The ex-permanent secretary for tax at HMRC and four other outside specialists will be members of the Financial System Vulnerabilities Committee along with at least two non-executive directors.

fotoflexer-photohsbc.jpgHartnett will advise the committee on tax transparency, anti-avoidance and compliance. The other specialists comprise the former head of the UK’s Serious Organised Crime Agency; an ex-deputy national security adviser to President George W Bush; a former UK Foreign Office expert in security and counter-terrorism, who was also head of intelligence (law enforcement) for British Customs, focusing on international counter-narcotics, tax and excise fraud; and the ex-chief executive officer of SWIFT, the industry-owned global financial messaging system.

Though the new committee will be a committee of the board, the five will not become become directors of HSBC.

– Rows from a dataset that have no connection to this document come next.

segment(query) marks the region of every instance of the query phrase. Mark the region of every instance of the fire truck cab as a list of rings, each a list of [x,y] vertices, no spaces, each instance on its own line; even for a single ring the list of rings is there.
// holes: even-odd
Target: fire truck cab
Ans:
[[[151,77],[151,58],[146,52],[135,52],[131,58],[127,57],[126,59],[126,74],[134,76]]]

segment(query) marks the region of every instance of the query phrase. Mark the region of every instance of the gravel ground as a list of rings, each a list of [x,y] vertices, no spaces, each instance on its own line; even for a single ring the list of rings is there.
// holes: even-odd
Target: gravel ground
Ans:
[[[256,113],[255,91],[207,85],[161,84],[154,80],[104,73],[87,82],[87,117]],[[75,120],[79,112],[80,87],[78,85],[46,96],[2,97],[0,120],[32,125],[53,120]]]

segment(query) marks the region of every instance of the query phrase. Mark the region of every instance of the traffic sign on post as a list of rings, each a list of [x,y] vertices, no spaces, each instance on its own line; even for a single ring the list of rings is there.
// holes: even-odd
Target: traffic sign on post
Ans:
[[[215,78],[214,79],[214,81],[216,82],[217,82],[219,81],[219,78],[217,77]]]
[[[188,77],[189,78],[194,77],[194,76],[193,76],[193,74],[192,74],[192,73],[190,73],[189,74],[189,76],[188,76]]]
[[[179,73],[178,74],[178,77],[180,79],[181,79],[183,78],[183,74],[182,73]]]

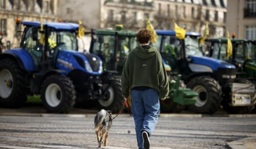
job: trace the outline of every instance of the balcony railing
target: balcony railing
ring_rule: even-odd
[[[244,9],[244,18],[253,18],[256,17],[256,12],[252,12],[252,10],[250,10],[249,8]]]

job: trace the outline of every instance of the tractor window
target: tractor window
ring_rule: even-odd
[[[122,72],[129,53],[138,45],[138,43],[134,36],[119,36],[118,43],[116,69],[118,72]]]
[[[248,52],[246,55],[247,59],[250,59],[253,60],[255,60],[256,59],[256,53],[255,50],[256,50],[256,45],[251,42],[250,42],[248,44],[247,44],[247,46],[248,46],[247,51]]]
[[[214,59],[218,59],[219,43],[215,42],[211,48],[213,49],[212,57]]]
[[[90,52],[100,56],[102,60],[104,70],[110,70],[111,62],[114,59],[115,36],[98,35],[93,40]]]
[[[186,55],[202,56],[203,53],[199,48],[199,39],[197,36],[187,36],[185,38]]]
[[[237,62],[240,63],[245,59],[244,54],[245,54],[246,51],[248,51],[248,49],[246,50],[246,48],[247,49],[247,48],[245,45],[244,46],[244,44],[242,43],[238,44],[237,47],[237,56],[236,57],[236,60]]]
[[[77,42],[75,32],[57,32],[54,34],[57,39],[57,46],[62,50],[77,50]]]
[[[41,35],[38,27],[28,27],[25,31],[21,47],[30,54],[35,68],[38,69],[44,50],[44,46],[40,43],[43,35]]]

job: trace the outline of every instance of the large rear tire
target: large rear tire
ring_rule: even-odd
[[[58,75],[50,76],[44,80],[41,94],[43,104],[50,113],[69,113],[76,99],[72,81],[68,77]]]
[[[187,106],[189,110],[195,113],[213,114],[220,107],[222,99],[221,87],[213,78],[196,77],[187,84],[187,87],[199,94],[195,104]]]
[[[103,87],[108,87],[108,84],[103,84]],[[98,100],[97,107],[99,110],[104,109],[111,110],[113,113],[118,113],[123,105],[124,99],[122,94],[121,82],[113,80],[107,93],[107,99]]]
[[[5,108],[22,107],[27,100],[25,72],[17,62],[5,59],[0,63],[0,105]]]
[[[235,80],[235,82],[251,84],[251,82],[246,79],[238,79]],[[231,96],[230,96],[231,97]],[[232,97],[231,97],[232,98]],[[254,106],[235,106],[232,107],[228,104],[228,99],[223,100],[222,102],[223,109],[229,113],[232,114],[245,114],[251,112]]]

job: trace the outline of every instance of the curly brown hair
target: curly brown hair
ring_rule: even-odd
[[[149,30],[142,29],[136,34],[136,41],[141,44],[148,43],[151,40],[152,33]]]

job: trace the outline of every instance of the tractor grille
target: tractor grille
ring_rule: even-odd
[[[81,55],[84,56],[89,60],[90,64],[94,72],[99,71],[100,69],[100,60],[95,55],[90,54],[85,54],[80,53]],[[93,59],[95,59],[94,60]]]

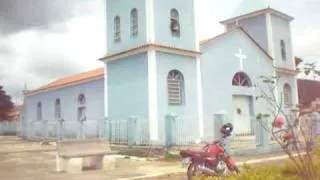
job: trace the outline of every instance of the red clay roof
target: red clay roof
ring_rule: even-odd
[[[30,94],[34,94],[34,93],[38,93],[38,92],[42,92],[45,90],[51,90],[51,89],[58,89],[58,88],[62,88],[68,85],[72,85],[75,83],[79,83],[82,81],[87,81],[87,80],[91,80],[91,79],[95,79],[95,78],[100,78],[104,76],[104,68],[98,68],[98,69],[94,69],[91,71],[87,71],[81,74],[76,74],[76,75],[72,75],[72,76],[68,76],[68,77],[64,77],[61,79],[58,79],[56,81],[53,81],[47,85],[44,85],[38,89],[35,90],[31,90],[27,92],[27,95]]]
[[[309,106],[312,101],[320,98],[320,82],[307,79],[298,79],[299,104]]]

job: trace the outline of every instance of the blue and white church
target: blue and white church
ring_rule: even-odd
[[[150,142],[166,144],[212,140],[219,129],[215,121],[224,117],[235,134],[250,134],[254,117],[269,109],[255,98],[266,88],[257,86],[260,76],[279,77],[275,93],[284,107],[298,103],[293,17],[263,0],[244,0],[233,17],[220,22],[225,32],[202,41],[195,0],[107,0],[106,5],[107,54],[99,59],[104,68],[28,91],[26,127],[63,118],[70,124],[65,133],[78,134],[83,121],[95,120],[91,126],[101,128],[106,119],[134,120],[146,124],[137,131],[147,132]],[[26,129],[27,134],[37,128]],[[47,136],[55,131],[45,129]]]

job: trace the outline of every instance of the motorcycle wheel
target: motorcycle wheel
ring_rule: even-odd
[[[220,168],[218,168],[218,166],[221,166],[221,165],[224,165],[224,168],[223,169],[220,169]],[[227,169],[227,164],[226,164],[226,162],[222,159],[222,158],[218,158],[217,159],[217,162],[216,162],[216,164],[215,164],[215,166],[214,166],[214,171],[217,173],[217,175],[218,176],[221,176],[221,175],[223,175],[223,173],[225,173],[226,172],[226,169]]]
[[[236,174],[240,174],[240,170],[238,166],[234,166],[233,167],[233,172],[235,172]]]
[[[202,172],[198,169],[198,164],[191,163],[187,171],[188,180],[192,180],[194,176],[198,175],[202,175]]]

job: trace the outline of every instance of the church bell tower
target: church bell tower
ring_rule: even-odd
[[[105,114],[111,119],[138,114],[149,121],[150,140],[163,142],[165,115],[198,106],[195,0],[107,0],[106,11],[107,55],[100,59],[106,69]],[[173,70],[193,78],[178,93],[190,96],[185,104],[169,102],[166,83]]]

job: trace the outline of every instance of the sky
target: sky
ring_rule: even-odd
[[[32,3],[31,3],[32,2]],[[241,0],[197,0],[199,39],[223,32]],[[269,0],[295,18],[294,55],[320,59],[320,0]],[[106,54],[105,0],[0,0],[0,85],[20,103],[34,89],[58,78],[97,67]]]

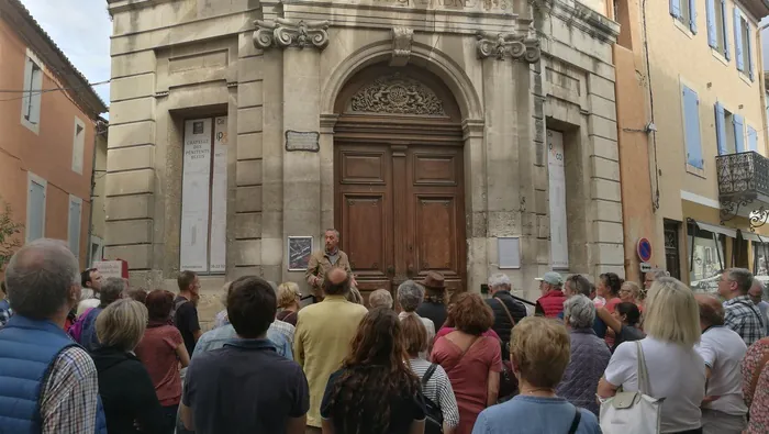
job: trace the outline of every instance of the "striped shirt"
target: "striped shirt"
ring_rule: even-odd
[[[431,363],[423,358],[412,358],[409,360],[409,365],[421,381]],[[457,408],[457,399],[454,397],[454,389],[452,389],[452,381],[448,380],[448,376],[441,365],[435,367],[435,372],[422,389],[422,393],[441,407],[443,423],[446,426],[456,427],[459,424],[459,409]]]
[[[56,357],[43,386],[43,434],[82,434],[96,430],[99,383],[96,365],[79,346]]]

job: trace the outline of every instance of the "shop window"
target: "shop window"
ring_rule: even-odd
[[[695,224],[687,226],[690,286],[699,292],[715,293],[724,269],[724,236],[701,230]]]

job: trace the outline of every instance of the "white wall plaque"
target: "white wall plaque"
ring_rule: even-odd
[[[224,272],[227,245],[227,116],[214,119],[213,187],[211,189],[211,263],[209,271]]]
[[[181,270],[209,270],[209,190],[211,179],[211,119],[185,122],[181,175]]]
[[[497,238],[500,269],[521,268],[521,238],[500,236]]]
[[[550,267],[569,269],[562,133],[547,130],[547,178],[550,186]]]

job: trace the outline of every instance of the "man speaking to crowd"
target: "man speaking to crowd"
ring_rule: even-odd
[[[312,254],[308,270],[304,272],[316,302],[323,300],[323,279],[332,267],[339,267],[347,271],[352,277],[350,285],[357,287],[347,254],[339,249],[339,231],[327,229],[325,232],[325,249]]]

A measure of how seriously HSBC is taking the committee’s work is that the group chairman, chief executive, chief legal officer, head of financial crime compliance and group money laundering reporting officer, and head of regulatory compliance will also attend the committee.

The bank said the committee will advise the board about its continuing obligations to regulatory and law enforcement agencies in these areas and will provide the board with a “forward-looking perspective” on financial crime risk. It will meet between six and eight times a year and members will give between 35 and 40 days of their time to it annually. Committee meetings will also take place on an ad hoc basis, though they will not always be where all members attend.

MP's campaign

HSBC is one of the companies that responded to Conservative MP Stephen McPartland's call for a commitment from the members of the FTSE 100 index to tax transparency and a new international accounting standard for country-by-country reporting.

"Tax transparency is something we at HSBC take very seriously, both in respect of our own tax position and in respect of our customers," wrote Iain Mackay, HSBC's group finance director, in November. "At a corporate level we are conscious of the need to pay our fair share of taxes. We are also embarking on an initiative to seek to ensure, as far as possible, that HSBC's banking services are not  used to facilitate tax evasion. I very much support your initiative on tax transparency and would be happy to offer HSBC's assistance in developing an effective standard on the same."

The decision to set up the new committee comes as the tax, accounting and audit panel of the UK's Parliamentary Commission on Banking Standards is examining whether banks' conduct of their tax affairs contributed to the financial crisis of the last five years.